Mais je suis sûr d’avoir subi cet effet-là d’une manière très forte. Je suis donc allé dîner et me coucher, sachant que ce n’était pas la peine de recommencer le lendemain. Et puis, je ne pouvais quand même pas me résigner et le lendemain, j’ai repris cette chose-là, j’ai bien regardé et je me suis demandé si je ne pouvais pas encore trouver quelque chose. Je ne me résignais pas à voir ma vie arrêtée à cet endroit-là. Et je me suis rendu compte que le 5 se répète tout le temps ; le 6 se répète aussi, dans toutes les puissances ; et puis le 1.

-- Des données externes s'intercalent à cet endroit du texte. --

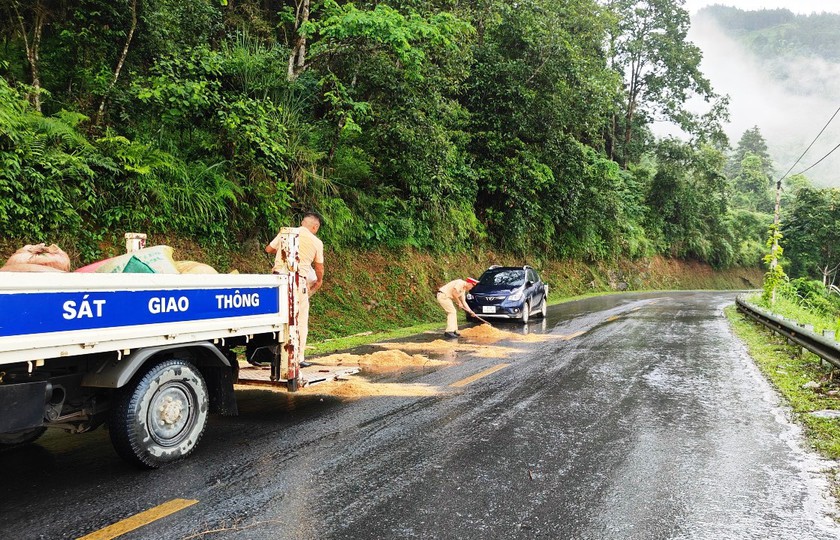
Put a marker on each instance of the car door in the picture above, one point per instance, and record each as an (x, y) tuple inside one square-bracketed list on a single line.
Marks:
[(537, 291)]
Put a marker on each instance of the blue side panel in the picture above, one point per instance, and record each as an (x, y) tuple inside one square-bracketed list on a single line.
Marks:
[(35, 313)]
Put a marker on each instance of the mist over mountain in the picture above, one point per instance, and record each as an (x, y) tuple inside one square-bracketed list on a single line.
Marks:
[(782, 73)]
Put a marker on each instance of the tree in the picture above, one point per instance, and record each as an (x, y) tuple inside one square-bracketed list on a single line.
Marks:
[(31, 17), (811, 225), (751, 142), (753, 186), (661, 69)]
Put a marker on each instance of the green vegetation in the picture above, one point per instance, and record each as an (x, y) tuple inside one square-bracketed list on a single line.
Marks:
[(806, 302), (789, 369), (441, 126)]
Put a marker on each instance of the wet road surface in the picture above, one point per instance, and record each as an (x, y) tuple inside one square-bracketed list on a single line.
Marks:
[(644, 419)]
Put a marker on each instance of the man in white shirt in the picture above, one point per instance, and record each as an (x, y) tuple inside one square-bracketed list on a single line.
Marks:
[(310, 271), (454, 291)]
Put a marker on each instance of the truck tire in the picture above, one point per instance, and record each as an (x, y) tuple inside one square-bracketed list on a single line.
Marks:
[(20, 438), (161, 415)]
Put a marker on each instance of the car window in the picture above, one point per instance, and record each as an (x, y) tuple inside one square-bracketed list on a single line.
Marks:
[(509, 278)]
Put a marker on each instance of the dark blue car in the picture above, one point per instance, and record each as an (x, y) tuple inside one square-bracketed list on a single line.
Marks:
[(511, 292)]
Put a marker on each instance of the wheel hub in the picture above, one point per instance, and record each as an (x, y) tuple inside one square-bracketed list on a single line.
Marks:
[(170, 411), (170, 415)]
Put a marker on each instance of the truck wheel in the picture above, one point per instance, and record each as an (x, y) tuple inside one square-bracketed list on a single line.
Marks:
[(20, 438), (160, 417)]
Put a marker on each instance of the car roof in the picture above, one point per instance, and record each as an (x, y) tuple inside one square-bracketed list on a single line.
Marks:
[(497, 267)]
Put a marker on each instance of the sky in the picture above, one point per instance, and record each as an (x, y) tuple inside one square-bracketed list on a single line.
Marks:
[(789, 121), (796, 6)]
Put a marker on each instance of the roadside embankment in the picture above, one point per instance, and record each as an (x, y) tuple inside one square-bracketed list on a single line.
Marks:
[(371, 291)]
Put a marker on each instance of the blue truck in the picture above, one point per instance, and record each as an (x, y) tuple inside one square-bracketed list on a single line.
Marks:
[(151, 355)]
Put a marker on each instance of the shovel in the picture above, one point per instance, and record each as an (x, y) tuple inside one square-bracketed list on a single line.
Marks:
[(480, 319)]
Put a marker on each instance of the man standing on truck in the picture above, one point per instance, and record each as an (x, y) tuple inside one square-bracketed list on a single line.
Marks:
[(310, 270), (456, 290)]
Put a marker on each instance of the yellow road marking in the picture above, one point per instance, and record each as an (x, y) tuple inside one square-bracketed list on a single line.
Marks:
[(486, 372), (138, 520)]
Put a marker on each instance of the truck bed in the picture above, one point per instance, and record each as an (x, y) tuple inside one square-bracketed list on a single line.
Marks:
[(51, 315)]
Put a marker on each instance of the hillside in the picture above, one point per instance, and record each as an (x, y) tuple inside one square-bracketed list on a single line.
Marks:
[(382, 290)]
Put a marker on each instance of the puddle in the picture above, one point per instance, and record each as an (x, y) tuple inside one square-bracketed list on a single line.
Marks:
[(353, 388), (445, 348), (379, 359)]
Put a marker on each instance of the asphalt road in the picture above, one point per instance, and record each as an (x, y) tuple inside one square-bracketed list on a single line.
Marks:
[(641, 418)]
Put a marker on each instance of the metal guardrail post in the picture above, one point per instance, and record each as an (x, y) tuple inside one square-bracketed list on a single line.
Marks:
[(826, 349)]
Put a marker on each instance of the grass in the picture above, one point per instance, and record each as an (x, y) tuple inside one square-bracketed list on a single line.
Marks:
[(788, 368), (795, 312)]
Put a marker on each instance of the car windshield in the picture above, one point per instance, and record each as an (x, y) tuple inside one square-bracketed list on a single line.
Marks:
[(503, 277)]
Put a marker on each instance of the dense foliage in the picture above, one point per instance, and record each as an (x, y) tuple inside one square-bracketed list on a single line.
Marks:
[(440, 125)]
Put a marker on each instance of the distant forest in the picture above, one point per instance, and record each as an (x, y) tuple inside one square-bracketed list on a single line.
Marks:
[(772, 33), (436, 125)]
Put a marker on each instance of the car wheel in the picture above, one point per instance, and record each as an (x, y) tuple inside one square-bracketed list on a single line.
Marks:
[(161, 417)]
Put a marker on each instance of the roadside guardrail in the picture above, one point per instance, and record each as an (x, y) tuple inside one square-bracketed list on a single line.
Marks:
[(824, 347)]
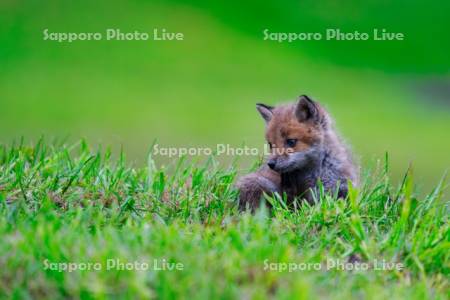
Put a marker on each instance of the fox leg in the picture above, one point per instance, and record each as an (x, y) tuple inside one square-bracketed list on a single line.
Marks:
[(252, 187)]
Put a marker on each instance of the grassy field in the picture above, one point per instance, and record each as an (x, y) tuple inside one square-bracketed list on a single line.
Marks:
[(202, 91), (69, 204)]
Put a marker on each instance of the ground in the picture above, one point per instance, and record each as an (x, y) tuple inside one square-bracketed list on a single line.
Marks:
[(69, 204)]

Je me suis rendu compte que le 5 se répète tout le temps, dans toutes les puissances ; le 6 aussi, et puis le 1 – je rajoute le 0, je n’y avais pas pensé à ce moment-là. Par contre, il y a des nombres qui ne se répètent pas à chaque fois : le nombre 2 ne se répète qu’à la cinquième, et le nombre 3, le nombre 7 aussi et le nombre 8 aussi. Et puis, il y a le cas intermédiaire : c’est le 4, qui se répète au milieu, et le 9 qui se répète au milieu. J’avais trois sortes de nombres, et c’était déjà intéressant de les classer. Après avoir constaté que ces nombres ne se comportaient pas de la même manière, je me suis rendu compte que si [à] un nombre d’une classe on ajoute 5, on reste toujours dans la classe :
Là, je me suis rendu compte que, finalement, les mathématiques n’étaient probablement pas terminées. Il y avait de l’espoir, mais à condition de ne pas avoir toujours la même manière de voir les choses, de changer sa manière d’appréhender les nombres – pour moi, les mathématiques, c’était les nombres uniquement à cette époque-là. Ensuite, j’ai compris que je pouvais faire autre chose et j’ai continué. Je me suis rendu compte que je trouvais toujours quelque chose d’intéressant dans l’arithmétique – ce que j’appelais le calcul. La géométrie, c’est venu beaucoup plus tard.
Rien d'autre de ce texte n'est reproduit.